9/1/2020

Computatational Methods and Tools in Statistics

  • This course take a broad view of computational methods that encompasses the many ways - both routine and specialized - that computers are used by statistical analysts and data scientists.

Computatational Methods and Tools in Statistics

  • This broad view encompasses but is not limited to:

    • Managing, obtaining, and organizing data

    • Data exploration and visualization

    • Using statistical software for data analysis

    • Reproducible reporting and presentation of analyses

    • Computationally intensive methods in statistics and data science

Course Overview

  • Course Website: www.jbhender.github.io/Stats506/F20/

  • General computing skills: Linux shell, git, literate programming

  • Scripting Languages: R, Stata, SAS

  • “Advanced” R: dplyr, data.table, functional and object oriented programming

  • Other languages: (R)Markdown, (minimal) html

  • High performance, parallel, and batch computing

  • Computational algorithms: cross-validation, bootstrap re-sampling, permutation testing, Monte Carlo estimation, and simulation studies.

Canvas

  • Recorded lectures, reading assignments, quizzes, and surveys

  • There is a “Computing Experience” survey due this Thursday.

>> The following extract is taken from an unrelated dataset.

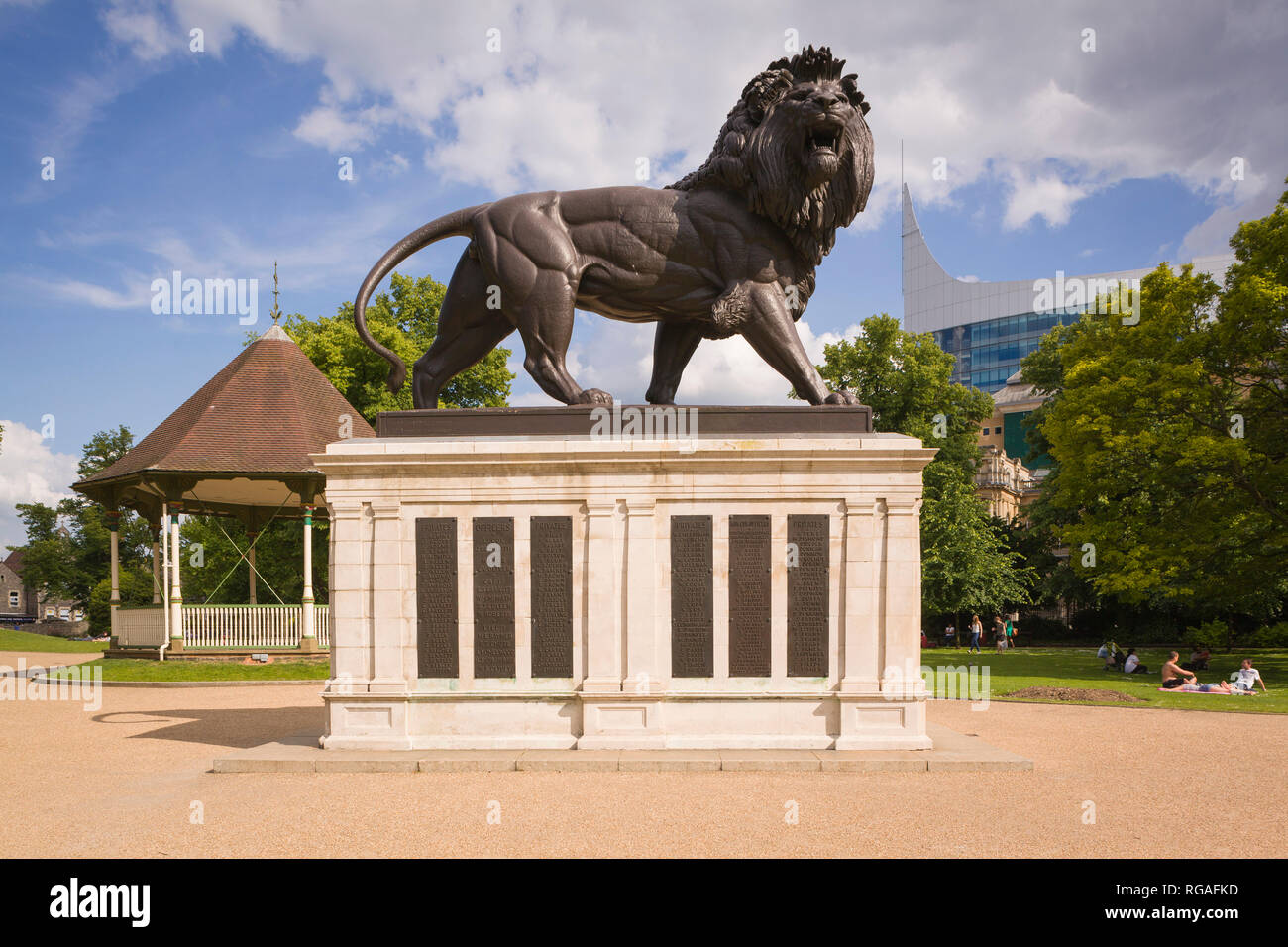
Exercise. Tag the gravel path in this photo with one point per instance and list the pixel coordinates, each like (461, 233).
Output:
(123, 781)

  • The quiz for the first module, Linux Shell Skills, is due next Tuesday.

  • New modules, with lectures, reading assignments and a quiz, will be released on Mondays. The quiz is always due the following Tuesday.

Class meetings

  • Beginning September 8, we will use class meetings on Tuesday for a synchronous activity related to the module released the previous week.

  • Activities will run each Tuesday until the Thanksgiving recess, with the exception of Tuesday November 3 (US election). This is 10 meetings.

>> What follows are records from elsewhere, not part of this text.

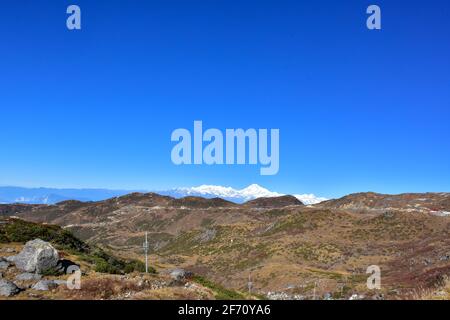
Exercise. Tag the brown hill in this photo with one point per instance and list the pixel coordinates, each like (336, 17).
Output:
(420, 202)
(286, 247)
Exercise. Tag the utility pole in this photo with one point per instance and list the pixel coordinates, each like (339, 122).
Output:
(315, 284)
(250, 283)
(145, 246)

  • Attendance on activity Tuesdays is required. Each class counts 10 points (1%) toward the course grade.

  • Class meetings on Thursdays and Tuesdays after the Thanksgiving recess will be brief Q & A sessions.

Optional Texts

  • There are three optional texts for this course, all on using R.

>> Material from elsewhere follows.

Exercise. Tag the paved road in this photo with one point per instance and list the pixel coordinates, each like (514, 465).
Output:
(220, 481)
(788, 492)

  • None of texts are required to complete problem sets or quizzes, but I will occasionally include optional readings from these texts to supplement course material.

  • The Art of R Programming, by Norman Matloff, is recommended for those with little to no previous experience in R.

  • R for Data Science by Garrett Grolemund, and Hadley Wickham is a useful read for both new and experienced R users and will be a frequent reference for this course.

  • Advanced R, by Hadley Wickham, is for those who would like to develop a deep understanding of R and its inner workings.

Statistical Software

  • Why will we focus on R, SAS, and Stata?

  • These appear to be the most in demand in the job market for statistical analysts.

  • For data science jobs, R and Python appear to be the most in demand.

  • Other courses devoted exclusively to Python.

Software Popularity

  • In The Popularity of Data Science Software, Robert Muenchen presents analyses measuring the popularity of various software in job postings and academic articles.

  • We will review the first 5 or so plots from the article.

Health Services Research

  • In health services research a large majority of academic articles use SAS or Stata (Dembe, et al; 2011)

About (some of) these languages

  • R, SAS, and Stata are examples of domain specific languages used primarily for statistics and data analysis.

  • SQL or ‘structured query language’ is a specialized language for querying databases.

  • Python is a general purpose scripting language with a number of libraries for math, statistics, data analysis, and machine learning including: numpy, pandas, statsmodels, sckitlearn, and tensorflow.

  • System and application languages such as C/C++, Java, and go can be used to produce very high performance code – but have a larger learning and development curve.